歯列矯正は美しい歯並びと健康的な噛み合わせを手に入れるための治療ですが、治療期間中には「痛み」「口内炎」「清掃不足」といったトラブルが起こりやすくなります。

これらは矯正装置が口腔内に存在することで避けられない側面もありますが、適切な知識と対策を持つことで、その多くを予防したり軽減したりすることが可能です。

矯正治療中のトラブルを未然に防ぐことは、治療期間を快適に過ごすだけでなく、治療の中断や期間延長を避けるためにも重要です。

痛みの原因と予防法

矯正装置による痛みのメカニズム

矯正治療中の痛みは、歯を動かす過程で歯と周囲の組織を壊し、その再生力を利用して位置を変えるという治療のプロセス上、どうしても発生するものです。

特に装置を装着した直後や調整後には、鈍痛を覚えることがあります。

ワイヤー矯正では金属部分が粘膜に触れるため痛みが強く感じられる場合があり、マウスピース矯正でも器具の縁が当たって痛みを生じさせることがあります。

痛みを軽減するための工夫

矯正用ワックスを使用することで、矯正装置と粘膜の摩擦を減らし、痛みを抑制できます。
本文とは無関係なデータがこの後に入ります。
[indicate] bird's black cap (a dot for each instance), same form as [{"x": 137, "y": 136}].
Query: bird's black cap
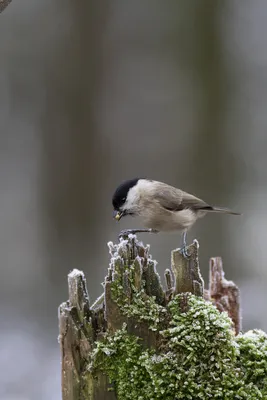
[{"x": 120, "y": 195}]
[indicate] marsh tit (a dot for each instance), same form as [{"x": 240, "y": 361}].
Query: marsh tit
[{"x": 162, "y": 208}]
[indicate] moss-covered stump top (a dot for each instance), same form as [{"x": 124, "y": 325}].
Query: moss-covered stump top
[{"x": 200, "y": 358}]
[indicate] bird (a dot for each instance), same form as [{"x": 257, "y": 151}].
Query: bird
[{"x": 162, "y": 208}]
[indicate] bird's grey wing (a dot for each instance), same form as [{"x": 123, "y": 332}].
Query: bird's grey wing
[{"x": 173, "y": 199}]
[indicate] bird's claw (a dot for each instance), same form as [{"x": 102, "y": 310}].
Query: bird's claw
[{"x": 184, "y": 252}]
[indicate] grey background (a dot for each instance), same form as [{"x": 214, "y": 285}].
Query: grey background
[{"x": 94, "y": 92}]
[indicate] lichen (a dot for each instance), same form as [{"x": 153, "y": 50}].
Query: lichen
[{"x": 200, "y": 358}]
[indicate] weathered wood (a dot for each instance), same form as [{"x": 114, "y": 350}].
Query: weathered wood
[
  {"x": 77, "y": 335},
  {"x": 4, "y": 4},
  {"x": 131, "y": 277},
  {"x": 223, "y": 293},
  {"x": 186, "y": 271}
]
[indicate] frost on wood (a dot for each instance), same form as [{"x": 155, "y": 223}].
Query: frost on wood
[
  {"x": 135, "y": 305},
  {"x": 224, "y": 294}
]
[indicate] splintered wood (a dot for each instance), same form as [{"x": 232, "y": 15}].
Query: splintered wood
[{"x": 131, "y": 271}]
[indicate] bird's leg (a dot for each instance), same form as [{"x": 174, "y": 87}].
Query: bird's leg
[
  {"x": 183, "y": 249},
  {"x": 127, "y": 232}
]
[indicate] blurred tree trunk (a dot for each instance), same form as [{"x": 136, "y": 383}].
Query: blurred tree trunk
[
  {"x": 4, "y": 4},
  {"x": 73, "y": 156}
]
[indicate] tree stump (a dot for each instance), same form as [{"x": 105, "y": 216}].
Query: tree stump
[{"x": 135, "y": 304}]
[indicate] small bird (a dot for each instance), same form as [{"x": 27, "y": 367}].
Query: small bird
[{"x": 162, "y": 207}]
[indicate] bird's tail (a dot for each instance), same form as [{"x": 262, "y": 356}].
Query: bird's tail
[{"x": 222, "y": 210}]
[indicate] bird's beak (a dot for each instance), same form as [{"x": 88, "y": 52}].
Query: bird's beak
[{"x": 117, "y": 215}]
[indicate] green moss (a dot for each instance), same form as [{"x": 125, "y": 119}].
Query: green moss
[
  {"x": 200, "y": 358},
  {"x": 142, "y": 307}
]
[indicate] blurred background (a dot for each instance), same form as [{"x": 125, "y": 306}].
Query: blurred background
[{"x": 95, "y": 92}]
粘膜と干渉する部分にワックスを塗布することで、日常的に口内炎を予防しやすくなります。

また、刺激の少ない食事を心がけることも大切です。シチューやリゾット、茶碗蒸しやゼリー、ヨーグルトなどのとろみがあるものがおすすめです。

カレーやキムチなどの刺激が強いもの、レモンなど酸っぱい食べ物、熱いものは避けるようにしましょう。

口内炎の予防と対処法

矯正中に口内炎ができやすい理由

矯正装置やワイヤーが舌やお口の粘膜に当たって傷つくことで、「カタル性口内炎」と呼ばれる口内炎が発生します。

特に食事中や会話の際に傷が付きやすく、上下の唇の裏側に口内炎ができやすいことが特徴です。

マウスピース矯正では、マウスピースの縁が粘膜に当たって傷を付け、上下の唇だけでなく頬に口内炎ができるケースもあります。

口内炎の種類と見極め方

カタル性口内炎は、粘膜の一部が赤く腫れている、腫れた部分が熱を持っている、水ぶくれのようになっているといった特徴があります。

一方、栄養不足やストレス、睡眠不足などによる免疫力の低下が原因で起きる「アフタ性口内炎」は、白くて丸い形をしており、通常約10日で自然に治癒します。

口内炎への具体的な対処法

矯正用ワックスを日常的に使用することで、口内炎の発生を予防できます。

市販の口内炎用の薬も効果的で、軟膏タイプ、直接貼るパッチタイプ、スプレータイプなどがあり、炎症を鎮めます。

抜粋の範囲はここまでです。